His heart was light with the freedom of his new condition. He considered himself a man now. His wages were definite, and no distinction was drawn between him and Delmar himself. Besides, the immense flock of sheep interested him at first.
His duties were simple. By day he helped to guide the sheep gently to their feeding and in their search for water; by night he took his turn at guarding from wolves. His sleep was broken often, even when not on guard. They were such timid folk, these sheep; their fears passed easily into destructive precipitances.
But the night watch had its joys. As the sunlight died out of the sky and the blazing stars filled the deep blue air above his head, the world grew mysterious and majestic, as well as menacing. The wolves clamored from the buttes, which arose on all sides like domes of a sleeping city. Crickets cried in the grass, drowsily, and out of the dimness and dusk something vast, like a passion too great for words, fell upon the boy. He turned his face to the unknown West.

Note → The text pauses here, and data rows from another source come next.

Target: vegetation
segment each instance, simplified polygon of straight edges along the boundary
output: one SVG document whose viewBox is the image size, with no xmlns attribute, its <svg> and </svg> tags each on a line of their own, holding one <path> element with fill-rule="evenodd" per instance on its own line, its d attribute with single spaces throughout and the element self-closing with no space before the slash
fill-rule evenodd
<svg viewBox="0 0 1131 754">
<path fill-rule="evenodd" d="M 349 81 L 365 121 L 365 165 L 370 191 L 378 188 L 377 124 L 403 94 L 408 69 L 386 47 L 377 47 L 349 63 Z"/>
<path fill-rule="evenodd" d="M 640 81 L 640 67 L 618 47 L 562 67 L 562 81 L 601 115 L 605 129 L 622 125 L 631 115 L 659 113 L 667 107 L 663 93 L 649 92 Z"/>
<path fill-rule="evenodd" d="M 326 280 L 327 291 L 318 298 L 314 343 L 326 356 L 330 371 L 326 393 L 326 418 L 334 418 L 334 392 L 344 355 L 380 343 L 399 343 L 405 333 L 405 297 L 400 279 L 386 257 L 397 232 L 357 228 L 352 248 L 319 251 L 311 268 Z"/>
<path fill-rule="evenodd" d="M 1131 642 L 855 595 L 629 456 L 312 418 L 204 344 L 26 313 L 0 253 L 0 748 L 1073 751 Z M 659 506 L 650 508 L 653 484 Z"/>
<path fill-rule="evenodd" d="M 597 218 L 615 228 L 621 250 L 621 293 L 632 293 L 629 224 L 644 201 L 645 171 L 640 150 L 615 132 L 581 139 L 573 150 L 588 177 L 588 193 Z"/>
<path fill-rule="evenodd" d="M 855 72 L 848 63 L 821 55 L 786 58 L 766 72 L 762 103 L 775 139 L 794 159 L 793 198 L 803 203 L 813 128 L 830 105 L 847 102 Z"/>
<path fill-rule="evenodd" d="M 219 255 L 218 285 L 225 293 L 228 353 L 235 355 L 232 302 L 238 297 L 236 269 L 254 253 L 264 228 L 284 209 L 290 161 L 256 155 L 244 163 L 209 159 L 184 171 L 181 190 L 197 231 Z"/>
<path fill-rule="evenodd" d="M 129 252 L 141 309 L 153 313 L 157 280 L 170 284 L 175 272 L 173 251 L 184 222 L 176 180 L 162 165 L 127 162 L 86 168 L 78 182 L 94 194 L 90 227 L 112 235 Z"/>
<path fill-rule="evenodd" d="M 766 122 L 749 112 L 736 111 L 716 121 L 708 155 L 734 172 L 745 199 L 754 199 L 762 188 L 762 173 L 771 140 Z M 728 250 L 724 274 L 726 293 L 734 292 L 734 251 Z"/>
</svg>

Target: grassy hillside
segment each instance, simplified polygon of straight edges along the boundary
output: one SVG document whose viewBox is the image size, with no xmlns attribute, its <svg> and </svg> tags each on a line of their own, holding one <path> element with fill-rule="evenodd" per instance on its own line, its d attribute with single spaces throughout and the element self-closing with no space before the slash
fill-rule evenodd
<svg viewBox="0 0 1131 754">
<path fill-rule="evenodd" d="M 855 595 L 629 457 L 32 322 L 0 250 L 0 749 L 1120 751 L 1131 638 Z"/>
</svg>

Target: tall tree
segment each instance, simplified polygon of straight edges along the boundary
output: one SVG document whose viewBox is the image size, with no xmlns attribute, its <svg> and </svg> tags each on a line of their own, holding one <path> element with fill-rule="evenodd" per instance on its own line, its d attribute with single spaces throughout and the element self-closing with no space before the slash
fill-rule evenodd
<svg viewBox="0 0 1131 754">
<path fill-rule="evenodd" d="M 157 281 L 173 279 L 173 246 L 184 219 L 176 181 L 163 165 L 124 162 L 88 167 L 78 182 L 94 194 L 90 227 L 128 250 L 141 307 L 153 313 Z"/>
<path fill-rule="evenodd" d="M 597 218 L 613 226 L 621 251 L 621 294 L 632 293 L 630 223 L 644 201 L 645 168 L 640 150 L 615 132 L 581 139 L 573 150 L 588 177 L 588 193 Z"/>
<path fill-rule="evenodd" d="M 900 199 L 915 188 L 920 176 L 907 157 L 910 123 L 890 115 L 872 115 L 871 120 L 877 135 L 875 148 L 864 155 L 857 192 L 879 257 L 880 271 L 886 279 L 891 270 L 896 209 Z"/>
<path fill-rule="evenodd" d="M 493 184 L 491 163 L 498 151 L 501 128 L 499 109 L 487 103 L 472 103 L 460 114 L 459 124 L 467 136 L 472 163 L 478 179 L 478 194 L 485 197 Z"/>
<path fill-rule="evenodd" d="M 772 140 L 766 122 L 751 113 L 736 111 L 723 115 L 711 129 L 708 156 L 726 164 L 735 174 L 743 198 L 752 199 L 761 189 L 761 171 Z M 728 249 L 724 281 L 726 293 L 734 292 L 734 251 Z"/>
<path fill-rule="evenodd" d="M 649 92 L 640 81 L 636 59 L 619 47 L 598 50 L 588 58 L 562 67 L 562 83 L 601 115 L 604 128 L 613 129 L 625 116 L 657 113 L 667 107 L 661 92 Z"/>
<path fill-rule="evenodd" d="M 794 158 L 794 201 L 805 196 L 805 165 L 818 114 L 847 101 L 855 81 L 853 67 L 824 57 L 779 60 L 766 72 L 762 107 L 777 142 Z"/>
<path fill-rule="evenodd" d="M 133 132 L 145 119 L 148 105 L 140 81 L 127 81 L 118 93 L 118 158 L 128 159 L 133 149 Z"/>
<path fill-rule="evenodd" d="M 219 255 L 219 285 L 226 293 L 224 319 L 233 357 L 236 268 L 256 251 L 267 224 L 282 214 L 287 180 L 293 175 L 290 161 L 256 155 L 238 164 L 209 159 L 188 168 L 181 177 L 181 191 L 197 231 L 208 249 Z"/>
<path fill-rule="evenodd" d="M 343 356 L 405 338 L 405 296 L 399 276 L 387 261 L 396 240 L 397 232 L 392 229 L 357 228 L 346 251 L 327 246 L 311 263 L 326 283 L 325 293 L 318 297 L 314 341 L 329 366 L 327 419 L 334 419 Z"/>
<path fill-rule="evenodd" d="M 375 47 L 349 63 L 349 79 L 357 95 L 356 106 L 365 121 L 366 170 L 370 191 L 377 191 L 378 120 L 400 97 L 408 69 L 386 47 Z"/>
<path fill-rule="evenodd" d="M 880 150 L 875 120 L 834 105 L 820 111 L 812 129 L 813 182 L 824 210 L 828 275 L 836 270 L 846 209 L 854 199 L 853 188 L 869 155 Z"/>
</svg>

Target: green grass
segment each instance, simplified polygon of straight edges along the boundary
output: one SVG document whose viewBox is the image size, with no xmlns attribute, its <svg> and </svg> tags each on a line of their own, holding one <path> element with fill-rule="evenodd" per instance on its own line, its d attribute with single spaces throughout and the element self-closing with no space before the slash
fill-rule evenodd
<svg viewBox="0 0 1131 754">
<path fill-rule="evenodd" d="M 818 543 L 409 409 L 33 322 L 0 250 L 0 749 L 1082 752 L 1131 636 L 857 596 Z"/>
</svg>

There the wild creatures dwelt; there were the beings who knew nothing of books or towns and toil. There life was governed by the ways of the wind, the curve of the streams, the height of the trees—there—just over the edge of the plain, the mountains dwelt, waiting for him.
Then his heart ached like that of a young eagle looking from his natal rock into the dim valley, miles below. At such times the youth knew he had not yet reached the land his heart desired. All this was only resting by the way.
At such times, too, in spite of all, he thought of Mary and of Jack; they alone formed his attachments to the East. All else was valueless. To have had them with him in this land would have put his heart entirely at rest.
CHAPTER IX
WAR ON THE CANNON BALL
The autumn was very dry, and as the feed grew short on his side of the Cannon Ball, Delmar said to his boss herder, "Drive the herd over the trail, keeping as close to the boundary as you can. The valley through which the road runs will keep us till November, I reckon."